Orinoco Faamausili-Banse

Personal information
- Full name: Orinoco Faamausili-Banse-Prince
- Nationality: New Zealand
- Born: 31 July 1990 (age 36) Auckland, New Zealand
- Height: 1.85 m (6 ft 1 in)
- Weight: 83 kg (183 lb)

Sport
- Sport: Swimming
- Event: Freestyle
- Club: Mt Eden (NZL)
- Coached by: Glenn Hamblyn

Medal record
Men's swimming
Representing New Zealand
World Youth Championships
| Gold medal – first place | 2008 Monterrey | 50 m freestyle |

= Orinoco Faamausili-Banse =

New Zealand swimmer

Orinoco Faamausili-Banse-Prince (born 31 July 1990 in Auckland) is a New Zealand swimmer of Samoan heritage, who specialised in freestyle events. He represented New Zealand at the 2008 Summer Olympics in Beijing, and competed as part of the men's national swimming team for the men's 4 × 100 m freestyle relay.

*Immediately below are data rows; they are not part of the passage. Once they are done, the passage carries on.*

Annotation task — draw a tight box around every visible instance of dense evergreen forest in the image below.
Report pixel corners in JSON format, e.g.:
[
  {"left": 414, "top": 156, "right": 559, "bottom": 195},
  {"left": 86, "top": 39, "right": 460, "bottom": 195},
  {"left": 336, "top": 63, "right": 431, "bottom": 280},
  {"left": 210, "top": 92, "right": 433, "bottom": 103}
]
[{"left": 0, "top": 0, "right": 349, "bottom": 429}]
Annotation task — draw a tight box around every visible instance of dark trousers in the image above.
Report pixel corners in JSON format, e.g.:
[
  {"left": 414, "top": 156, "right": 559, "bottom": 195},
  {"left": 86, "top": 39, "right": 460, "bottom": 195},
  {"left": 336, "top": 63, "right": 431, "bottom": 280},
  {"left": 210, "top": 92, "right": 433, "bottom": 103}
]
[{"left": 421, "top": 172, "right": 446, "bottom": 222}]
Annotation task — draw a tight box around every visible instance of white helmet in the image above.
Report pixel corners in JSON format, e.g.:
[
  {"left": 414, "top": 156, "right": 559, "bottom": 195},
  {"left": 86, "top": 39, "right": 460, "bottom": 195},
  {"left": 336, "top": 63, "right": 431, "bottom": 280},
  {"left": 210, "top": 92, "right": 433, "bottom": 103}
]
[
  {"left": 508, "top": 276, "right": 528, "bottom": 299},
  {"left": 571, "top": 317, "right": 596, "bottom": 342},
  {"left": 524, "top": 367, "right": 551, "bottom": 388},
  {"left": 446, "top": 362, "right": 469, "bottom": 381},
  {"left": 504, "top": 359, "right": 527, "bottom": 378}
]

Faamausili-Banse joined the team, along with compatriots Cameron Gibson, Mark Herring, and Willy Benson, and swam in the final leg of the competition, with an individual split time of 48.96 seconds. He and his swimming team placed sixth in the first heat, and eleventh overall, for a total time of 3:15.41.

Faamausili-Banse also won a gold medal, and set a national record for the 50 m freestyle, with a time of 22.37 seconds, at the 2008 FINA Youth World Swimming Championships in Monterrey, Mexico.